For the first week, he kept telling me he was very upset that I left and cried through many nights. I didn't take what he said to heart and asked him to give me some time. He asked for a date when I would love to move back. I couldn't come up with a date or have said an approximate time but didn't delivered. He asked me again in Jun, Aug, Oct, Nov. During these periods, I tried to move back but then our relationship was getting sour. He would fume at me when I did something that is not according to his wish. Furthermore, he began to emotionally shut down to me and prepared for a separation because he can't stand this marriage anymore. He told me he would send me a paper for separation if I continued to drag on like this. I don't know how to face it and asked him not to mention the divorce word again as it is very hurtful. He agreed he won't say it till end of Dec 2012. But then he had started to emotionally checked out from the relationship.

I finally received a letter on 15/2/2013 which was a huge wake up call for me. He spent 7 hours explaining to me why he did that and told me his love to me is gone. He said it's wrong timing even I am willing to change now. I reflected on the whole situation, I prayed about it. I realised what was wrong with me 1) I didn't do my role as a wife and give him any family warmth, 2) I didn't respect him, 3) I didn't commit to cleave with him emotionally and physically. Instead of submitting to my husband, I always listen to my mother.

I know my situation is pretty tough, because my husband is used to living by himself and does not feel he need me. Afterall, I didn't give him either a family feeling nor love. But I am determined to work on it now and rebuild a family, not only for myself but also for our daughter.
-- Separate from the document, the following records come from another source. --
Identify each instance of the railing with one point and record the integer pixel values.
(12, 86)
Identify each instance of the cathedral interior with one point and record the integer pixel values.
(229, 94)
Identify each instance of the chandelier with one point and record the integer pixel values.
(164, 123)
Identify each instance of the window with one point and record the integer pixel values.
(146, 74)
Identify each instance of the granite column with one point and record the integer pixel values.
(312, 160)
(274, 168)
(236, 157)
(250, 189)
He agreed to go on a marriage counseling with me just with an open mind without any committment of reconciliation. We had been through 4 times and saw each other's side of stories. The counselor went back to his home country for holiday and won't be back until Jun 2013. We had been on a roller coaster. He said he needed space to observe me and when I did something that pressure or annoyed him, he will say he is done with me and will file a divorce in two years' time which doesn't need my consent as we have fulfilled the requirement of separation for two years.

Now, we are living separately. He is renting a place to live by himself and does not let me know where he is living because he is afraid of me go bugging him. He is calling me every night as per part of hs committment to observe me, and we see each other together with the baby once or twice a week. He is extremely busy and is under a lot of work pressure. This is the best schedule he could make and he is willing to spend with us. He said he does all these for the baby, not for me.
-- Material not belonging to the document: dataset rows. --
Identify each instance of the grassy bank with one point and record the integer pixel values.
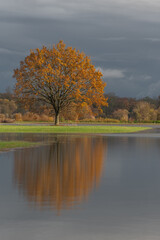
(4, 145)
(70, 129)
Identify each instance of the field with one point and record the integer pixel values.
(15, 144)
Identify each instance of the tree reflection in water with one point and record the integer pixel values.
(61, 174)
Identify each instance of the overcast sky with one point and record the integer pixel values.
(122, 37)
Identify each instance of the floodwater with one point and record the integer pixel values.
(77, 187)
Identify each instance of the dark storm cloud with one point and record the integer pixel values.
(122, 37)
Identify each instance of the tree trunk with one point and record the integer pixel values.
(56, 118)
Under this context, how could i show him I can be a good wife? How can I rekindly love with him? I am keen to live with him again but he refused.


----------



## candeelian (Apr 30, 2013)

I feel that he still loves me despite he said he does not love me anymore.

He is calling me every night, apart from talking about the baby, we talked about ourselves and our daily life. When we see each other, he is still happy to see me but when I talked about the heavy stuff, he will be bothered. He only let me to hold his arms and does not allow me to have any other physical contact such as holding hands, hugging, or kissing. 

I feel that he is still giving me a chance, right?


----------